Thursday, May 22

There's this girl that I work with (and who's blog I secretly read) that's bothering the hell out of me. Basically, she is always going on about this guy she's been dating for about a months now...maybe five or six weeks. Anyway, she's always talking about how she needs to spend all of this time with him, that she "wants" to spend all this time with him, at the same time complaining that there's no time in her life anymore for anything else. She gets up in the morning (usually late for work) then leaves afterward to spend time with him...any spare time that they mutually have off is spent together. She talks about how "silly" it is, how she needs to stop, how she doesn't know why she always does it. "I just don't want to not be with him" she says in a million different ways...

...and all I want to do is tell her what's up. Because I know. I always know. For 26 years I have sat at the sidelines and watched people, studied them, listened to them, and in those 26 years I have come to know people better than almost anyone else I know. Almost as pertinent as that, I have studied people, through philosophy and religion and come to understand as much as I could possibly expect myself to be able to how we as human beings think, feel, and love. I have studied epistemology and existentialism. I have read the great works on love.

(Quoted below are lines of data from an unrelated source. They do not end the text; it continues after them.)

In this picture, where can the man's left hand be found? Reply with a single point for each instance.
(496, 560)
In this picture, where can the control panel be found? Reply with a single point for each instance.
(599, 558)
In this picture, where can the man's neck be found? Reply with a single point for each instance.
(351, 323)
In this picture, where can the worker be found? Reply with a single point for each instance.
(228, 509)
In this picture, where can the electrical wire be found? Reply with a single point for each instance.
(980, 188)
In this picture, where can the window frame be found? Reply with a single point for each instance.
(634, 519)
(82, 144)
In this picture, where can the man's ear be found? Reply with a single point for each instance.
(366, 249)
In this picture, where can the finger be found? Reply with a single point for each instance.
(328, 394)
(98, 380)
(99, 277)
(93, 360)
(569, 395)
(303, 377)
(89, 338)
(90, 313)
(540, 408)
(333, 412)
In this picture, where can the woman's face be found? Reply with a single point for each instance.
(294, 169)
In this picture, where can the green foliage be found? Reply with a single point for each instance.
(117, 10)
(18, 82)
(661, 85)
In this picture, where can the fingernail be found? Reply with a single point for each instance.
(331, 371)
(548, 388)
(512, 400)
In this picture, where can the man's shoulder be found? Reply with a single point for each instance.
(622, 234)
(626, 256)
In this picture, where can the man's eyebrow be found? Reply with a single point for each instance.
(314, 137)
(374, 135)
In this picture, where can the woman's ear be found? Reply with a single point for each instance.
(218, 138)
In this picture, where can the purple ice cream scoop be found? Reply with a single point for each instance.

I have come to grips with the deep meanings of the great religions and what they teach their followers. I know what goes on in peoples' minds.

I'm not psychic or anything, it's just that we people are pretty damn predictable. We all fall into stereotypes whether we want to admit it or not. To some thinkers, there are four personality types, for other six, eight, or up to sixteen. I have never seen anyone suggest that there are more "types" than that. Granted, we have all lead individual lives that have lead us down individual roads and those individual roads will lead us all to individual places...but the number of decisions that we make, the turns if you will, are extremely finite. There are an infinite number of decisions that we can make from the moment that we step off the curb to cross the street to the type of toast we order for breakfast, to the television show we watch to unwind, to what we do with our free time -- over the course of our lifetimes we must make a billion and a half such decisions. But each one, each and every decision is one made between a few -- one or two, ten or twelve -- choices...and it is at that level that we become predictable. I don't need to know someone very well to be able to guess what they'll choose whenever the opportunity arises. It's a skill gained through lonely people-watching.

That said, I know exactly why this girl is in the position that she is in. And I don't know if I should tell her -- because I don't think I have the right. In the past, perhaps I would have. If I gave a damn about her maybe I would then as well...but I don't. So there.

But it troubles me because so many people suffer the same way. It is fear that drives her, fear that she'll lose her boyfriend if she doesn't throw herself so completely at him. Fear that he will give up if she doesn't give him all the attention that she can, fear that he will see any desire on her part to be away from him as a desire on her part to be not with him. Fear that she will lose him if she doesn't hold on for dear life. She is afraid to let go and trust that everything will be alright.

It's been often said that if you love someone, you will let them leave. If it is truly love, they will not leave once given the opportunity. This is a lesson lost on her. Trust is lost on her. Love, after all, is all about trust. Love is empty without trust. She does not have trust -- and without it, she cannot love...

Ask her and she will say that she's in love, but she is not. She may feel it, she may feel it deeply, but it is not love that she feels. Not true love anyway. For she does not trust. What she feels is the warm glow of a a new toy, the proud ownership of something shiny and new, the happiness of feeling wanted. That is not love. That is something else, something internal. Love, after all, is external.

But I can not tell her that for it would break her heart...and I would feel guilty for doing so. That, and I really don't care.

Of course, I find myself in the same position, but not...maybe in that exactly opposite way that leads to the same conclusion -- maybe in the same way that leads to the opposite conclusion. I do not know. But it is freaking me out.